## Solving a Rational Equation

This post about solving a rational equation is #15 in a series of posts to help you prepare for the Advanced Algebra and Functions part of the Accuplacer test.

## Question

Solve this rational equation:

$\fn_jvn {\color{Blue} \frac{5}{x+8}=\frac{x}{3x-2}}$

Assume x is not equal to -8 or 2/3.

## Solution

What do we mean by rational? The root is ratio. A rational number is a number that can be expressed as quotient — a ratio — of two integers. A rational expression is a quotient — a ratio — of algebraic expressions. A rational equation is an equation comprised of rational expressions.

To get started solving this rational equation, multiply both sides by $\inline \fn_jvn \left (x+8 \right )\left (3x+2 \right )$. That should give you:

$\fn_jvn {\color{Blue} \frac{5\cdot \left (x+8 \right )\left (3x+2 \right )}{x+8}=\frac{x\left (x+8 \right )\left (3x+2 \right )}{3x-2}}$

Cancel the terms that show up in both numerator and denominator. That’s $\inline \fn_jvn x+8$ on the left and $\inline \fn_jvn 3x-2$ on the right. That leaves:

$\fn_jvn {\color{Blue} 5 \cdot \left (3x-2 \right )=x\left (x+8 \right )}$

(Yes, I could have just said “cross multiply,” but I hate that expression. It’s a personal quirk.) Now we’re done with denominators.

Distribute:

$\fn_jvn {\color{Blue} 15x-10=x^2+8x}$

Subtract $\inline \fn_jvn 15x-10$ from both sides, and then switch the sides.

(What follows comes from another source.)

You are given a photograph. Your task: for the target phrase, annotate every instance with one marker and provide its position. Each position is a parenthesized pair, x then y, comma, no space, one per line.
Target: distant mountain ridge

$\fn_jvn {\color{Blue} 0=x^2-7x+10}$

$\fn_jvn {\color{Blue} x^2-7x+10=0}$

Factor:

$\fn_jvn {\color{Blue} x^2-7x+10=\left (x-2 \right )\left ( x-5 \right )}$

Set each factor equal to 0:

 $\inline \fn_jvn x-2=0$ $\inline \fn_jvn x-5=0$ $\inline \fn_jvn x=2$ $\inline \fn_jvn x=5$

### Caution

Remember that division by zero yields something undefined, so an x-value that makes a denominator zero is not a valid answer. So you need to make sure that the x values you’ve found do not make one of the denominators in the original question zero. To find those values, set those denominators equal to zero:

 $\inline \fn_jvn x+8=0$ $\inline \fn_jvn 3x-2=0$ $\inline \fn_jvn x=-8$ $\inline \fn_jvn x=2/3$

Oh, look: Those are the values that the question says are excluded. The question is telling you that a solution that causes the denominator to be zero is not a valid solution. But today that is not your problem, because that’s not one of the answers we found. We found $\inline \fn_jvn x=2$ and $\inline \fn_jvn x=5$. Interesting factoid: The official practice question on which this question is based stipulates that x is not equal to -3/2 and then offers -3/2 as an answer choice. If there’s a lesson in that, it may be that it’s a good idea to reread the question before you give your final answer.

To complete the check, substitute $\inline \fn_jvn x=2$ and $\inline \fn_jvn x=5$ into the original equation.

This question is similar to question number 15 in the sample questions for the Accuplacer Advanced Algebra and Functions test.